After spending time on quantitative strategies, I’ve realized that relying on a single signal rarely works in all market conditions. Momentum indicators perform well in trending markets, but they can fail completely in sideways movements. Recently, I shifted my focus from “finding the best signal” to “how signals work together.” My latest experiment combines momentum, volatility, and trend strength factors to see how they interact and how the combined strategy performs.
Before diving in, I had to tackle two points:
- Data needs to be reliable and cover multiple markets.
- Factors must be on a comparable scale to ensure fair combination.
To address this, I retrieve historical data from multi-market interfaces. Taking EURUSD daily data as an example, provided by AllTick, we can observe how different factors behave over the same time window, which makes it easier to validate the stability of the combined signals.
Constructing Factor Signals
For this experiment, I defined three core signals:
- Momentum factor: the z-score of recent returns, capturing trend continuation.
- Volatility factor: measuring how choppy the market is; lower volatility often indicates more reliable trends.
- Trend strength factor: the deviation of price from a long-term moving average, reflecting trend intensity.
Each factor represents a different market behavior. Combining them is intended to reduce the chance of failure in various market states. To make them comparable, I standardized each factor before aggregation.
Here’s an example of how to pull AllTick API data and calculate a composite factor score:
import requests
import pandas as pd
import numpy as np
# Example: EURUSD daily data from AllTick
def fetch_alltick_ohlcv(symbol, start, end):
url = "https://api.alltick.co/v1/ohlcv"
params = {
"symbol": symbol,
"interval": "1d",
"start": start,
"end": end
}
res = requests.get(url, params=params).json()
df = pd.DataFrame(res["data"])
df.set_index("time", inplace=True)
return df
def composite_factor(df):
mom = df['close'].pct_change(5).rolling(5).mean()
vol = df['close'].rolling(10).std()
trend = df['close'] - df['close'].ewm(span=20).mean()
mom_z = (mom - mom.mean()) / mom.std()
vol_z = - (vol - vol.mean()) / vol.std() # lower volatility considered safer
trend_z = (trend - trend.mean()) / trend.std()
return mom_z + vol_z + trend_z
df = fetch_alltick_ohlcv("EURUSD", "20220101", "20231231")
df["score"] = composite_factor(df)
Backtesting Insights
After applying the composite factor to a simple backtesting framework, I noticed three things:
- Smoother risk control
In sideways markets, pure momentum often triggers frequent signals, causing unnecessary turnover. Including the volatility factor suppresses high-volatility signals, resulting in smoother performance. - Stronger performance in trends
Trend strength acts as an “accelerator” in trending markets, boosting the composite score and allowing the strategy to capture directional moves earlier. - Reduced extreme drawdowns
Maximum drawdowns are noticeably smaller than those of single-factor strategies. Absolute returns may not always exceed the individual factors, but the drawdown control improves durability, which is crucial in live trading.

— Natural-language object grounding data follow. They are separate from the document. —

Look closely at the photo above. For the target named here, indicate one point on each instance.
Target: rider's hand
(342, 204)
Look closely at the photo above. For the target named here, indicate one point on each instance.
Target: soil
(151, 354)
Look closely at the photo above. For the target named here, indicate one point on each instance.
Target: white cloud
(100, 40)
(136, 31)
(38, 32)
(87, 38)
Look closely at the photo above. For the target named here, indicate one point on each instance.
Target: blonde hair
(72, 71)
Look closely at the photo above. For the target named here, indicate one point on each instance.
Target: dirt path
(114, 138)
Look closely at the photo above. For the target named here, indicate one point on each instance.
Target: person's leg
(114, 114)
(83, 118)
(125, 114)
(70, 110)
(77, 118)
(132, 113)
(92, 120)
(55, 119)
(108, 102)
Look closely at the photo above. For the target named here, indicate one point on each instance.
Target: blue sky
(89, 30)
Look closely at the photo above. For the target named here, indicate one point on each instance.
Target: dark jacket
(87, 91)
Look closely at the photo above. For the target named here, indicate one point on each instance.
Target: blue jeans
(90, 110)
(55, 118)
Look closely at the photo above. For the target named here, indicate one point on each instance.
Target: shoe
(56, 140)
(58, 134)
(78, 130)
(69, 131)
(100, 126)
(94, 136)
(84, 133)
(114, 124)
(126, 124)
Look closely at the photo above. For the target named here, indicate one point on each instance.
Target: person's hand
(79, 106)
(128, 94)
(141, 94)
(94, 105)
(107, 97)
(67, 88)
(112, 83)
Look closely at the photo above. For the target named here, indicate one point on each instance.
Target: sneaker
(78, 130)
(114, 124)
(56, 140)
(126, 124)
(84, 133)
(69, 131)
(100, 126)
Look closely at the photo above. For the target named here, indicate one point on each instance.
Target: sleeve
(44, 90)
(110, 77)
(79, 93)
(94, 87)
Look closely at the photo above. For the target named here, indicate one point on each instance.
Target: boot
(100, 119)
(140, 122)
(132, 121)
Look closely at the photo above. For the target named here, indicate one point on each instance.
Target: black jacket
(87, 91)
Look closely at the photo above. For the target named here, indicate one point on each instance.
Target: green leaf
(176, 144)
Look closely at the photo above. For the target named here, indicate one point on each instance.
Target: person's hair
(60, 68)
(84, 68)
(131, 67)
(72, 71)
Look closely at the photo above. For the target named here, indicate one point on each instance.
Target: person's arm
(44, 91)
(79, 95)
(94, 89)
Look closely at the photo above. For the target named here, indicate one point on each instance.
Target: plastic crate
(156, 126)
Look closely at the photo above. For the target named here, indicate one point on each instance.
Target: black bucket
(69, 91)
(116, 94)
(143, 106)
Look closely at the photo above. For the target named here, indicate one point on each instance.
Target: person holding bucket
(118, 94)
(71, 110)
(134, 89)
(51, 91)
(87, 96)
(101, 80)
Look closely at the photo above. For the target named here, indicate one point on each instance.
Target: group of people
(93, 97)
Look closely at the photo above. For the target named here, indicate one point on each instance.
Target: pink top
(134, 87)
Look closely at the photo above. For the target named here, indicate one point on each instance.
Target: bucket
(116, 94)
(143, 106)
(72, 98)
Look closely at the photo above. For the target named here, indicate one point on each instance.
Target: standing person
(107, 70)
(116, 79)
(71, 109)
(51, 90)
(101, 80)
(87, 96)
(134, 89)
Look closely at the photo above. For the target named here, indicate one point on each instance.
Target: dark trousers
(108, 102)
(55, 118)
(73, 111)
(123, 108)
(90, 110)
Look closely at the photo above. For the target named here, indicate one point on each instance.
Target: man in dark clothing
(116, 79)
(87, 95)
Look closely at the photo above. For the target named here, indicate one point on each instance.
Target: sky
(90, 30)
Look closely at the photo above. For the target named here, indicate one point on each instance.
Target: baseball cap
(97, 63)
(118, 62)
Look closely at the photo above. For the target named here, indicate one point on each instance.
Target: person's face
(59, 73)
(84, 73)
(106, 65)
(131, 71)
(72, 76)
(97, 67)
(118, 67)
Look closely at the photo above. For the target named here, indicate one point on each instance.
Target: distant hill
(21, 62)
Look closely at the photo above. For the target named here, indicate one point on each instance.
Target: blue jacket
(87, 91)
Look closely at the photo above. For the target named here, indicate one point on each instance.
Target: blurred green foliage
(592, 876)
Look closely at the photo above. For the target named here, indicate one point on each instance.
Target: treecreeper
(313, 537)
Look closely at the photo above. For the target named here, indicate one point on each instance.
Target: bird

These observations show that factor combination is not mere stacking. It provides alternative signal paths under different market behaviors.
Personal Thoughts
This experiment reinforced a key idea: quantitative strategies aim to understand market behavior, not predict the future. Chasing a “perfect” indicator is futile; the most sustainable strategies combine market structure understanding, multiple signals, and risk management.
Every backtest is an opportunity to observe how factors perform under different conditions: which signals remain reliable when the market changes, and where adjustments are needed when drawdowns increase. These questions are far more valuable than simply producing a smooth equity curve.
Through this multi-factor experiment, I’ve started to focus more on the logic behind the numbers rather than chasing profits alone, which gives strategies better stability and interpretability when moving to live trading.